Company CEO Stephen Magill said rather than waiting to discover cybersecurity issues after an application is deployed, Muse makes it easier for IT teams to consistently employ best DevSecOps practices.
There’s general agreement DevOps teams should assume more responsibility for application security as part of any quality assurance process. However, DevOps teams have lacked access to tools that would make it easier to incorporate security analytics within the context of existing application development and deployment workflows, said Magill.
Muse is also designed to surface cybersecurity issues in a way that makes it easier for developers to comprehend, said Magill. MuseBot automatically analyzes each pull request and delivers bug reports in GitHub as code review comments. In contrast, he noted, code analysis tools employed by cybersecurity teams tend to surface lists of vulnerabilities without providing developers with enough context to remediate or even prioritize.
Muse is also designed to provide a faster alternative that generates results in about 20 minutes, which means DevOps teams can address issues within a workflow versus waiting for a report from a cybersecurity team, noted Magill.
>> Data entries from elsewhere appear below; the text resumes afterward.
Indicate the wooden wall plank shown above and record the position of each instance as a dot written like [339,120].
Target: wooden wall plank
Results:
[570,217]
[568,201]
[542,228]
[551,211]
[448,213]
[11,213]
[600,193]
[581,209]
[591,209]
Too often code analysis tools will also generate too many false positives, he said. Muse includes a broad set of tools such as ErrorProne, Infer and Pyre for various cloud platforms that are customized and configured to reduce alert noise. Muse also provides access to an open application programming interface (API) that makes the platform fully customizable, Magill added.
Muse is available as a GitHub app that the company is promising will be free always for open source projects and other public GitHub repositories. Analysis of private repositories is also available at no cost. A self-hosted Enterprise version available for GitHub, Bitbucket and GitLab, scheduled to be generally available by the end of the year, is also available as a private beta. MuseDev is also making available a professional services team to help organizations implement the platform.
The company itself was spun out of Galois, a research and development firm that specializes in cybersecurity.
In general, it can cost organizations as much as 10 times more after an application is deployed in a production environment to address cybersecurity issues. Despite widespread awareness of that issue, adoption of best DevSecOps practices within many organizations remains relatively nascent. There’s a lot of interest in DevSecOps as a goal, but few organizations have been able to put the tools that are needed to construct security workflows into the hands of DevOps teams.
However, as more DevSecOps tools become available, chances are a lot of progress soon will be driven from the bottom up in most organizations rather than from the top down.